3.富山市の取り組み...富山港線LRT 化、路面電車南北接続
富山市は世帯当たりの自動車保有率が高くかつ人口集中地区における人口密度が低いという典型的な自動車依存都市であり、中心市街地の空洞化に加えて高齢化により自動車の運転が困難な住民の増加が課題となっていました。このような背景を踏まえつつ将来を見据えた都市政策として、富山市はコンパクトシティ政策を推進し「串とお団子」に例えられる公共交通を軸とした拠点集中型のコンパクトなまちづくりを進めています。その一環で実施された富山港線のLRT 化は「串」としての利便性を高めるものであり、利用者数がLRT 転換により劇的に増加するなど、大きな効果をあげています。中心市街地では市内電車環状線の新設が行われ、コンパクトな中心部の再形成を促進しています。富山港線LRT 化を決断するまでには入念な検討がなされ、結果として在来線鉄道用地がスリム化され、新幹線事業・連続立体交差事業の進捗に寄与しました。連続立体交差事業により市街地の南北分断が解消されることを見据えた路面電車の富山駅乗り入れ・南北接続事業は、富山駅の交通結節点としての機能向上、新幹線から市内交通への乗継改善だけでなく、富山港線LRT の市内中心部への直通運転により交通ネットワークの機能強化も図られ、都市の魅力をさらに向上させるものです。また、鉄道によって分断されていた路面電車が駅構内かつ平面で接続された例は世界的にも少ないと考えられます。新生・富山駅の空間設計には都市計画側のトータルデザインが反映されており、駅内に乗り入れる路面電車と一体化した施設配置が図られています。この連携施策の実現には富山駅内の自由通路を都市計画決定するという手法が用いられており、今後の都市計画行政に大いに示唆を与えるものです。
富山市が目指すコンパクトシティ
人口減少・高齢化時代を見据え、自動車に頼らない公共交通を軸としたまちづくりを推進。JR 富山港線のLRT 化は公共交通の利便性向上・利用増に繋がっただけでなく、在来線鉄道用地のスリム化、駅前広場空間の捻出にも寄与しました。路面電車南北接続事業によって世界でも例の少ない駅構内における路面電車の平面接続が実現し、富山港線LRT が市内中心部に直通することでさらなる利便性向上と都心部の機能強化が図られています。
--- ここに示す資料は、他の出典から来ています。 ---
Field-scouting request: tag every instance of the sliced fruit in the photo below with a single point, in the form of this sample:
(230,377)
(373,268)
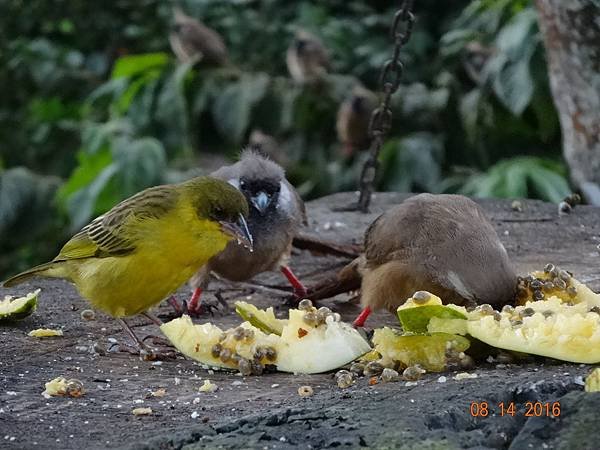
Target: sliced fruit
(426,350)
(592,381)
(549,328)
(415,316)
(45,332)
(554,282)
(263,319)
(311,341)
(210,345)
(18,308)
(305,348)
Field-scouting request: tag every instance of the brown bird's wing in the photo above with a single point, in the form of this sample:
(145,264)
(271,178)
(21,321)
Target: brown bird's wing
(107,234)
4.鉄道・運輸機構の取り組み...都市側と連携した新幹線建設
北陸新幹線の建設主体である鉄道・運輸機構は、富山県・富山市の事業と連携して工程調整を図り、狭隘な施工空間において着実に新駅整備を完成させました。また新生富山駅の設計・建設にあたっては路面電車の駅構内乗り入れ・南北接続を充分に考慮した駅空間デザインとし、地域交通へのアクセスを大幅に改善、快適かつ便利な駅空間を創出しました。
駅前広場が整備され路面電車が駅内に乗り入れる富山駅
鉄道・運輸機構では、これまでの新幹線建設の実績を活かし、連続立体交差事業と連動した施工調整を行い、狭隘な空間で駅整備を実施。富山駅の設計は路面電車の導入空間を考慮し、交通結節点として全体的な調和が得られるように意識しました。まちの玄関口として来訪者にわかりやすい・使いやすいだけでなく、市民にも愛され、快適かつ満足度の高い空間を創出しました。
5.まとめ
以上のように、富山駅において異なる事業主体が連携して取り組んだ鉄道・軌道整備および結節点整備は、富山市のまちづくり政策のポテンシャルを最大限に引き出すものです。都市計画分野における優れた先進事例として公共事業への評価を大きく向上させており、国に先んじて将来を見越した都市計画政策という視点からも優れたプロジェクトです。また完成した富山駅はそれぞれの交通モードと市街地がすべて同一平面でアクセス可能な構造となっており、世界的な駅前広場の設計思想において新たな潮流にも乗るものです。これらの成果は国内におけるモデルケースとなり土木技術の発展および土木技術の社会的評価の向上に貢献していくことが期待されます。